Anche in questo caso la Suprema Corte decise di respingere il motivo proposto in quanto, come venne dato conto nella motivazione di rigetto del primo, è stato reputato ammissibile l’acquisto per usucapione (e per destinazione del padre di famiglia) di una servitù avente ad oggetto il mantenimento di una costruzione a distanza inferiore sia rispetto a quella fissata dalle norme del codice civile sia rispetto a quelle fissate dei regolamenti e degli strumenti urbanistici locali. Tanto precisato, si ritenne necessario aggiungere come “seppure avesse reputato rituale l’allegazione del regolamento d’igiene del Comune di Albissola vigente all’epoca della costruzione del muro di contenimento, la corte di seconde cure avrebbe dovuto comunque opinare per la legittimità della deroga pur con riferimento alla distanza prefigurata dal medesimo regolamento”.
In suddetti termini, non può applicarsi l’insegnamento della Corte secondo cui le norme dei regolamenti comunali edilizi e i piani regolatori sono, per effetto del richiamo contenuto negli articoli 872 ed 873 c.c., integrative delle norme del codice civile in materia di distanze tra costruzioni, sicché’ il giudice deve applicare le richiamate norme locali indipendentemente da ogni attività assertiva o probatoria delle parti, acquisendone conoscenza attraverso la sua scienza personale, la collaborazione delle parti o la richiesta di informazioni ai comuni[3]. Per altro verso, venne ritenuto doveroso operare una correzione, nelle forme suindicate, “ in parte qua del secondo dictum (cfr. Cass. (ord.) 6.9.2017, n. 20806, secondo cui, affinché’ la Corte di cassazione possa procedere alla correzione della motivazione della sentenza impugnata, ai sensi dell’articolo 384 c.p.c., u.c., è necessario che la sostituzione della motivazione sia solo in diritto e non comporti indagini o valutazioni di fatto, e che essa non importi violazione del principio dispositivo, ossia non pronunci su eccezioni non sollevate dalle parti e non rilevabili d’ufficio)”.

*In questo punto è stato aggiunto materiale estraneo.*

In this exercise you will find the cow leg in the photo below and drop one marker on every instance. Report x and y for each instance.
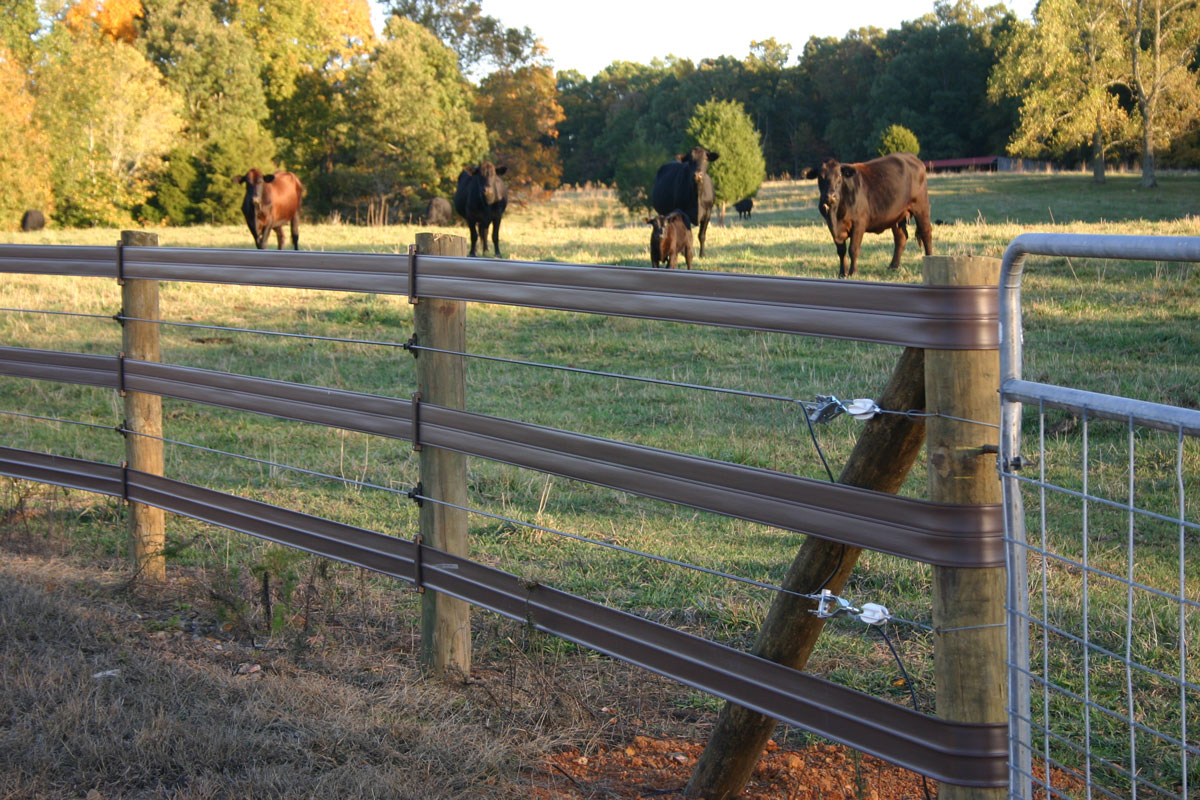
(900, 234)
(925, 233)
(471, 227)
(856, 242)
(263, 235)
(483, 238)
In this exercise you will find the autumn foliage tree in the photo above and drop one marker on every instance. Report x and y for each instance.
(521, 110)
(24, 160)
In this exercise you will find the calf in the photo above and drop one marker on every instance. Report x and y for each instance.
(670, 235)
(33, 220)
(481, 198)
(270, 203)
(874, 197)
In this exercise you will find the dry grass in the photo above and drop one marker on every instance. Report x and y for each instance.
(114, 693)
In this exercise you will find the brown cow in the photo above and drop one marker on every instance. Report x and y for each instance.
(271, 202)
(874, 197)
(670, 235)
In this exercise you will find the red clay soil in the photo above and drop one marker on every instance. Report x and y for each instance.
(652, 768)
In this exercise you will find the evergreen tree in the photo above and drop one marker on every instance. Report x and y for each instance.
(725, 127)
(897, 138)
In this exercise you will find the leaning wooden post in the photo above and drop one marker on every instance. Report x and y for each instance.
(969, 603)
(442, 324)
(143, 416)
(885, 452)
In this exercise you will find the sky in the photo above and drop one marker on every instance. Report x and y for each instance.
(589, 36)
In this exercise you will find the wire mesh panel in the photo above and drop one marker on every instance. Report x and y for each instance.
(1104, 571)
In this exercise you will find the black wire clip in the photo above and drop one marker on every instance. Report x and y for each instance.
(412, 346)
(120, 263)
(417, 421)
(412, 275)
(120, 373)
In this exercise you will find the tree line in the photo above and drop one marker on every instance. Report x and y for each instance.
(145, 110)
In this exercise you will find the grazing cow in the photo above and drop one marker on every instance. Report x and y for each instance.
(684, 184)
(873, 197)
(271, 202)
(438, 212)
(480, 199)
(670, 235)
(33, 220)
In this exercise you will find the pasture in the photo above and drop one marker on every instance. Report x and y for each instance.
(1115, 328)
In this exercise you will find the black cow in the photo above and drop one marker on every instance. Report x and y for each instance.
(33, 220)
(438, 212)
(684, 184)
(874, 197)
(480, 199)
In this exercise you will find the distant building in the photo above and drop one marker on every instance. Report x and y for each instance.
(988, 164)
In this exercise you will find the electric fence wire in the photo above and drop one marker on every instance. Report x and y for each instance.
(411, 346)
(408, 493)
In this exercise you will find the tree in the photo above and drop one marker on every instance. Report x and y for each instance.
(111, 119)
(639, 163)
(113, 19)
(724, 126)
(204, 61)
(1162, 36)
(1067, 72)
(933, 79)
(18, 25)
(24, 160)
(481, 42)
(413, 127)
(521, 110)
(897, 138)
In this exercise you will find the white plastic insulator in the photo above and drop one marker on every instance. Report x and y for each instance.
(862, 408)
(875, 614)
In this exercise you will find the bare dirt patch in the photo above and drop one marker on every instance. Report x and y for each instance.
(119, 693)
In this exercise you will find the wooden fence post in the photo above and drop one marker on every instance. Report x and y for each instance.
(442, 324)
(881, 459)
(969, 603)
(143, 415)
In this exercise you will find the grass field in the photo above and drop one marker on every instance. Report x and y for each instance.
(1116, 328)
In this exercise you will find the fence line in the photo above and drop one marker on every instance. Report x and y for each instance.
(911, 316)
(1068, 657)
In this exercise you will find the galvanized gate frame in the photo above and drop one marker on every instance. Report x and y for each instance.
(1014, 391)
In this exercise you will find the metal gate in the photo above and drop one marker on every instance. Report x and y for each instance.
(1104, 564)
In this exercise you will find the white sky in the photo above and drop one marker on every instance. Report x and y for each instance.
(589, 36)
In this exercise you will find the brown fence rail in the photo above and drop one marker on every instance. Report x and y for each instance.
(936, 533)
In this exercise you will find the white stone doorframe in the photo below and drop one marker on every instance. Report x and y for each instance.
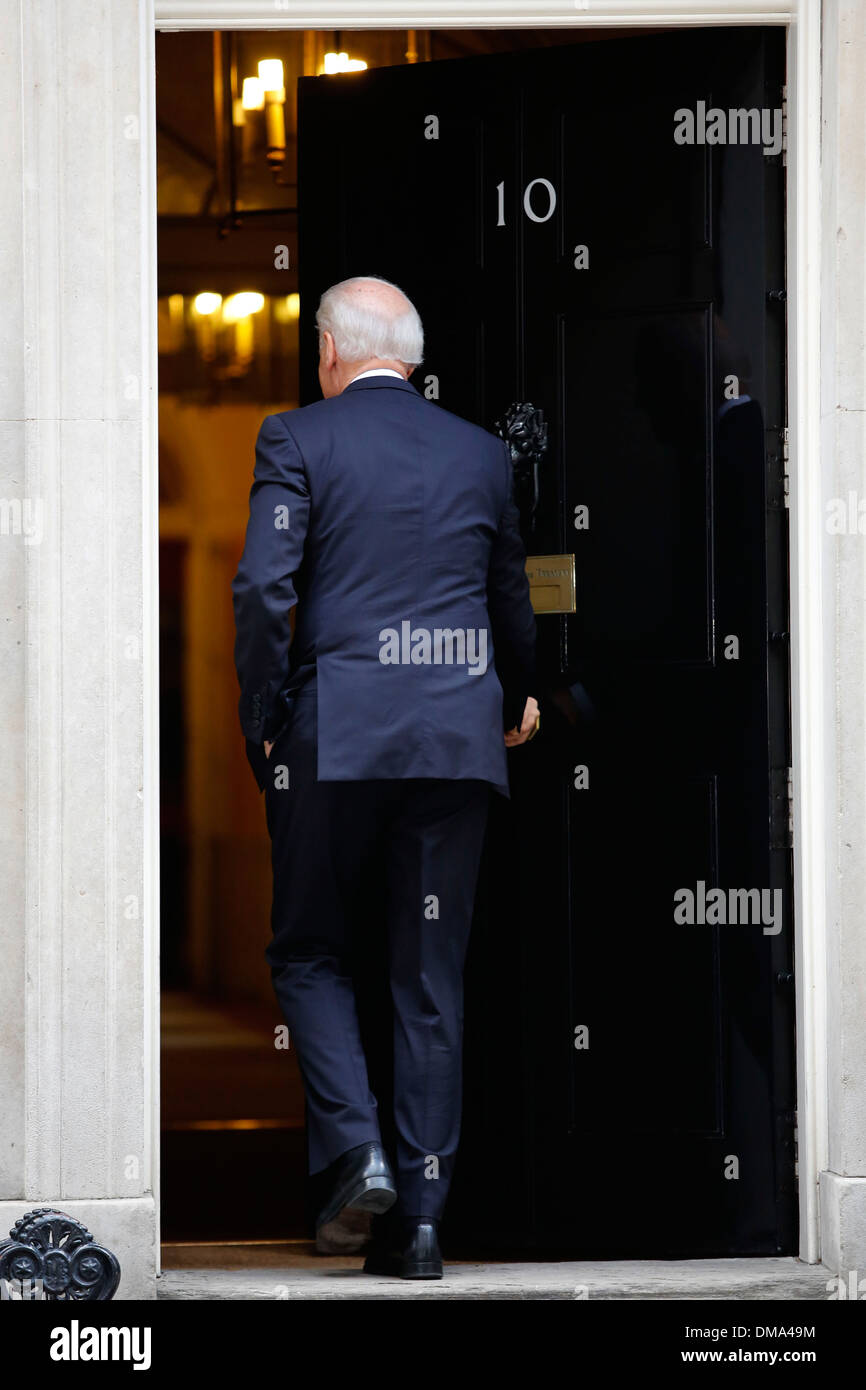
(78, 587)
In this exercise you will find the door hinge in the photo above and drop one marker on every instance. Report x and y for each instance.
(781, 808)
(787, 1133)
(779, 491)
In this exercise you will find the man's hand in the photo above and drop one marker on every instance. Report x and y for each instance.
(528, 726)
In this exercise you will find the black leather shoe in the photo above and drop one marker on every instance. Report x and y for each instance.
(362, 1182)
(409, 1253)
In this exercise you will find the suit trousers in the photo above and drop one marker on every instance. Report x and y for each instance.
(356, 863)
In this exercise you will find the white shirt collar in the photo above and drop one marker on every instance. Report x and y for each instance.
(380, 371)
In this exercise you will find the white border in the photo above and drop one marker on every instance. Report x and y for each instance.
(808, 666)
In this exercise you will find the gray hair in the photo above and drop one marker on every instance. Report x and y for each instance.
(363, 325)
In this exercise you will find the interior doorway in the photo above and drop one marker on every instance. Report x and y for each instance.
(230, 209)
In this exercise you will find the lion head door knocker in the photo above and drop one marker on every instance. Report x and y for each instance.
(524, 430)
(52, 1255)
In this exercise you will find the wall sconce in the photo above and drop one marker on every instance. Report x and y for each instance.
(238, 310)
(205, 320)
(270, 77)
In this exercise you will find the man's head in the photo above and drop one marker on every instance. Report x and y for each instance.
(366, 323)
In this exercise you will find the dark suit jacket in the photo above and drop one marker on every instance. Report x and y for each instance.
(389, 521)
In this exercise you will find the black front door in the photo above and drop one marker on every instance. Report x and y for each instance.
(598, 230)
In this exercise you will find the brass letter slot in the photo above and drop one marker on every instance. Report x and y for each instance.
(552, 583)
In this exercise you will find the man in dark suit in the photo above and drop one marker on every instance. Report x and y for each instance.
(377, 729)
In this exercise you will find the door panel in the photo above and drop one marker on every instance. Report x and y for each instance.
(628, 1076)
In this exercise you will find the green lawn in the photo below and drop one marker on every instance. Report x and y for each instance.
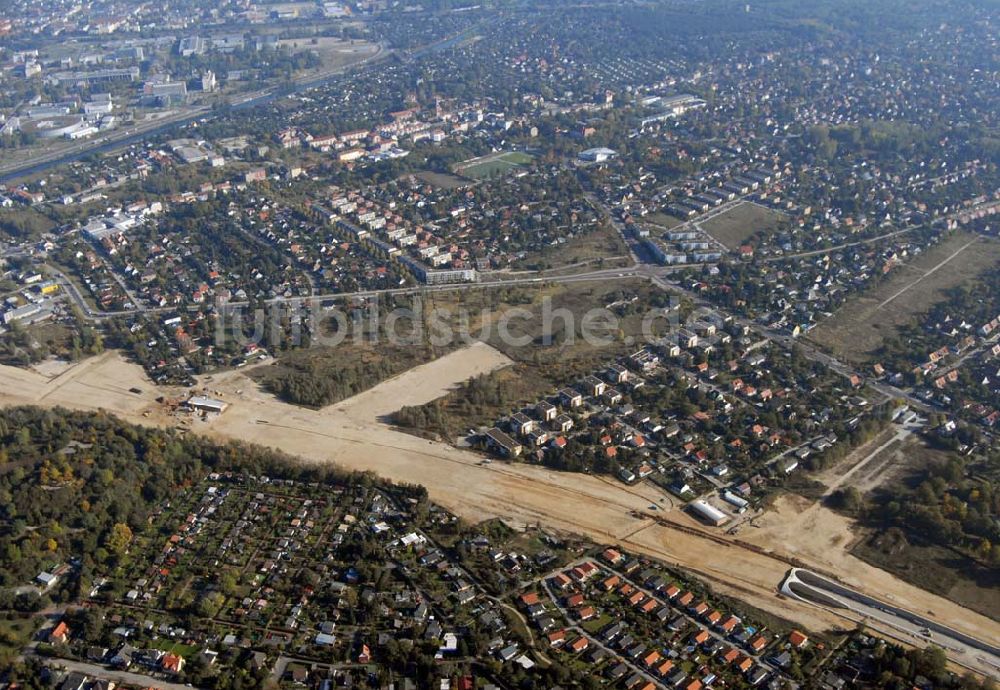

Con il terzo motivo, Caio denunciò la violazione dell’articolo 2043 c.c., deducendo che la Corte territoriale avrebbe errato a disconoscere la natura in re ipsa del danno invocato a causa dell’illegittima imposizione della servitù di veduta e che il danno sussisterebbe per il solo fatto dell’asservimento ed è liquidabile in via equitativa .
La Corte giudicò il motivo come fondato e meritevole di accoglimento.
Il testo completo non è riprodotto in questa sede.